How do I resolve the issue that no container is started on a GPU-accelerated node?

For some Kubernetes versions, when you restart kubelet and Docker on GPU-accelerated nodes, you may find that no container is started on the nodes after the restart.
service kubelet stop
Redirecting to /bin/systemctl stop kubelet.service
service docker stop
Redirecting to /bin/systemctl stop docker.service
service docker start
Redirecting to /bin/systemctl start docker.service
service kubelet start
Redirecting to /bin/systemctl start kubelet.service

docker ps
CONTAINER ID        IMAGE               COMMAND             CREATED             STATUS              PORTS               NAMES
Run the following command to check the cgroup driver.
docker info | grep -i cgroup
Cgroup Driver: cgroupfs
The output shows that the cgroup driver is set to cgroupfs.

To resolve the issue, perform the following steps:

  1. Create a copy of /etc/docker/daemon.json. Then, run the following commands to update /etc/docker/daemon.json.
    cat >/etc/docker/daemon.json <<-EOF
    {
        "default-runtime": "nvidia",
        "runtimes": {
            "nvidia": {
                "path": "/usr/bin/nvidia-container-runtime",
                "runtimeArgs": []
            }
        },
        "exec-opts": ["native.cgroupdriver=systemd"],
        "log-driver": "json-file",
        "log-opts": {
            "max-size": "100m",
            "max-file": "10"
        },
        "oom-score-adjust": -1000,
        "storage-driver": "overlay2",
        "storage-opts":["overlay2.override_kernel_check=true"],
        "live-restore": true
    }
    EOF
  2. Run the following commands in sequence to restart Docker and kubelet.
    service kubelet stop
    Redirecting to /bin/systemctl stop kubelet.service
    service docker restart
    Redirecting to /bin/systemctl restart docker.service
    service kubelet start
    Redirecting to /bin/systemctl start kubelet.service
  3. Run the following command to verify that the cgroup driver is set to systemd.
    docker info | grep -i cgroup
    Cgroup Driver: systemd

How do I change the hostname of a worker node in an ACK cluster?
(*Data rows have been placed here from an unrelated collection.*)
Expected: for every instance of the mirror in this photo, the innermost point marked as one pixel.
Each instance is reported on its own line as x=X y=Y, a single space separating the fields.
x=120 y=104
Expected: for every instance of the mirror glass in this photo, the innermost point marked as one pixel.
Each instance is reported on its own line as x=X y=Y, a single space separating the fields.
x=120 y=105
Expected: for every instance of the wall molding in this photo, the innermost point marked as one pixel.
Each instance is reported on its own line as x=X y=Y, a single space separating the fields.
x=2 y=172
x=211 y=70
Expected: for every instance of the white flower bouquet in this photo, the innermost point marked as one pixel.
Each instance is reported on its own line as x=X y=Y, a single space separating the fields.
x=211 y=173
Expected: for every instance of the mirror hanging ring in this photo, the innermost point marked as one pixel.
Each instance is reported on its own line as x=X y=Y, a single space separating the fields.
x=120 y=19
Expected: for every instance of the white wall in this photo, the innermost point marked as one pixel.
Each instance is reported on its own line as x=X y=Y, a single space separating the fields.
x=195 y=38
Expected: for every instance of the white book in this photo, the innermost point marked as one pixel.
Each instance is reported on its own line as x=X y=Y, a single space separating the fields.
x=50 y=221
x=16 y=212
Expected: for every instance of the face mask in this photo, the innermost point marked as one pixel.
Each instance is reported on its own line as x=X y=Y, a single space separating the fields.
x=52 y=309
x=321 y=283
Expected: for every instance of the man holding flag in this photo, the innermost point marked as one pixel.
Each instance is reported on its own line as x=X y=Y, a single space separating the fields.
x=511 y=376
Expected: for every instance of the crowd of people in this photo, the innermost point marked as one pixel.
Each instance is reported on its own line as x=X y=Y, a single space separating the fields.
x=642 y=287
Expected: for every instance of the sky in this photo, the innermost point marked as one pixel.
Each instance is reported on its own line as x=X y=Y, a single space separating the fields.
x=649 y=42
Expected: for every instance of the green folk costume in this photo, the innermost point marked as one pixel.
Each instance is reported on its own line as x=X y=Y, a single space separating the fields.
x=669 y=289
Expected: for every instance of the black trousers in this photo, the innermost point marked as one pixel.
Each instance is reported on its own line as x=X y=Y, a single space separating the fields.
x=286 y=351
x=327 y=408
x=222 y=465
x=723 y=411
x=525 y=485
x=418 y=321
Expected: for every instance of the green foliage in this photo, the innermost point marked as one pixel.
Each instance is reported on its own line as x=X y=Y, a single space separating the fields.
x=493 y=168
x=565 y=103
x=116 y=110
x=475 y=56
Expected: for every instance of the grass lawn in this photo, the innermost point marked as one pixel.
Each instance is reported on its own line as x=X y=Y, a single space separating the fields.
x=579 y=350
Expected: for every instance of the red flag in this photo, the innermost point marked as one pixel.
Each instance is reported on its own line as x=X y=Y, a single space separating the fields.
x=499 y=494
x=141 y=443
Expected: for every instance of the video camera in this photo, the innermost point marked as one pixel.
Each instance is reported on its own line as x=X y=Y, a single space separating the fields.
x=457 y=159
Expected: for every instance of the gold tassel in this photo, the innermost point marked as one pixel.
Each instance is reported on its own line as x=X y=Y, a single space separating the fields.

After an ACK cluster is created, you cannot directly change the hostnames of worker nodes. If you want to modify the hostname of a worker node, change the node naming rule of the relevant node pool, remove the worker node from the node pool, and add the worker node to the node pool again.
Note When you create an ACK cluster, you can modify the hostnames of worker nodes in the Custom Node Name section. For more information, see Create a managed Kubernetes cluster.
  1. Remove the worker node.
    1. Log on to the ACK console.
    2. In the left-side navigation pane of the ACK console, click Clusters.
    3. In the left-side navigation pane of the details page, choose Nodes > Nodes.
    4. On the Nodes page, find the worker node that you want to modify and choose More > Remove in the Actions column.
    5. In the dialog box that appears, select I understand the above information and want to remove the node(s). and click OK.
  2. Add the worker node to the node pool again. For more information, see Manually add ECS instances.
    Then, the worker node is renamed based on the new node naming rule of the node pool.